A certain Bishop Alepo, accompanied by 24 monks, arrived in this Western Chinese city around 635 A.D. Xian was already 2,000 years old when the bishop entered the gates of the 30-foot high walls of this proud city, at that time the largest city in the world. Xian lay at the eastern end of the ancient world's superhighway, the Silk Road, and all the known world was drawn to it.

Consider the task facing those first Christian emissaries. They came into a land thoroughly and completely dominated by Confucianism, Taoism and Buddhism. They came speaking Syriac, an ancient language of the Middle East related to the Aramaic that Jesus would have spoken. They came as barbarians who still used silver and copper coinage, having no concept of paper or paper money. And yet the emperor of China, ruler over an empire far advanced over these foreigners, received and sympathetically heard the ones who "came from the land where the Lord was born."

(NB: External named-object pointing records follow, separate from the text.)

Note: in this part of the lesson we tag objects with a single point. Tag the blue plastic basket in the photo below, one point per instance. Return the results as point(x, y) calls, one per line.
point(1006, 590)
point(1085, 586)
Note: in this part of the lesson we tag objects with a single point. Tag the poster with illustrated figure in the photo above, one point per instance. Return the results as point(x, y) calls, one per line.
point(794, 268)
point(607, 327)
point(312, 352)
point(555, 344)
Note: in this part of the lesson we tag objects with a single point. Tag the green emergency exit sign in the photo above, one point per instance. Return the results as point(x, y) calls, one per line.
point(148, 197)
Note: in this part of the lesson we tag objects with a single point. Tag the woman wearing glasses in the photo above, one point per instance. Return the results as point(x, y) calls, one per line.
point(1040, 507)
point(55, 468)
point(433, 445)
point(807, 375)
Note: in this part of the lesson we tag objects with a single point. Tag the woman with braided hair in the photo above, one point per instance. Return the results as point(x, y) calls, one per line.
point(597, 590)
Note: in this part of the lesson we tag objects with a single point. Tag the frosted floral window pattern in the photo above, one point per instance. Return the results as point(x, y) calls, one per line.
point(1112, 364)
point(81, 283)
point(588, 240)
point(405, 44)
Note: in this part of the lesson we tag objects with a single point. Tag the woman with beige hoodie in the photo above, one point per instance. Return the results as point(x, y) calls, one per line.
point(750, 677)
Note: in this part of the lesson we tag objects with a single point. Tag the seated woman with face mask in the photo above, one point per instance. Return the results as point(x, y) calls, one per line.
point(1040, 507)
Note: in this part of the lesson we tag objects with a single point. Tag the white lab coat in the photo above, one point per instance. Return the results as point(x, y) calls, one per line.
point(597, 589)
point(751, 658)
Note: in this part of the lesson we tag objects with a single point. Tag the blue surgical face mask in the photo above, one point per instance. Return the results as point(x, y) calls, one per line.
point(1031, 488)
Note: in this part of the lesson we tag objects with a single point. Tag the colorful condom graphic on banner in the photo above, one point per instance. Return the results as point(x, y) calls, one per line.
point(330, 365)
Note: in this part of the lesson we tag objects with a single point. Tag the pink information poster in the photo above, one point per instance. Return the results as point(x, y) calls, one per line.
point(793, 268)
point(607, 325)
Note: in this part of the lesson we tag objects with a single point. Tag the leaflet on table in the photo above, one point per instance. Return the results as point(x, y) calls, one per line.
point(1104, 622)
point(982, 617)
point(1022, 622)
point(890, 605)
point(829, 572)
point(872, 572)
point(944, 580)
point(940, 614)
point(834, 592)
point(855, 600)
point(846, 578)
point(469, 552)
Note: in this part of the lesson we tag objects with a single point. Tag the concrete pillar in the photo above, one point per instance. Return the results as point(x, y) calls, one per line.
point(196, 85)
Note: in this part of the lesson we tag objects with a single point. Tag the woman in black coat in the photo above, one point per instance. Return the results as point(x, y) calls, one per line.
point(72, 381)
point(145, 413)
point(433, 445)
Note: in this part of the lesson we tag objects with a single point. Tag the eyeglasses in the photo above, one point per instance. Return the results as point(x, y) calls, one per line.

The Nestorian Monument, as it is known, is carved with 1,900 Chinese characters and the names of 70 monks written in Syriac. Atop the monument is a cross floating above clouds and a lotus flower, both Chinese religious symbols. The monument interprets Jesus in the understanding and mentality of the Chinese:

Our Trinity became incarnate:

The Illustrious Honored-One, Messiah,

Hid away his true majesty,

And came into the world as a man,

An angel proclaimed the joy,

A virgin bore a Sage in Syria.

He hung a brilliant sun

Which scattered the regions of darkness.

Here, Jesus is described to appeal to the Chinese. The virgin bore a Sage. For 300 years these hardy Christians planted seeds deep in Chinese soil. But not deep enough, because in a time of persecution the Chinese church, at least in its visible form, disappeared. The Nestorian Stone was buried and forgotten for 800 years, to be unearthed by Chinese gravediggers in the 1600s.

In every age, the church has the joyful and sometimes arduous privilege of proclaiming the birth of the Savior of the world. Jesus, the Illustrious One, a Sage born in Syria...the words and concepts may vary slightly from Luke 2, but the story is equally amazing. An incarnate Savior is born who scatters the regions of darkness.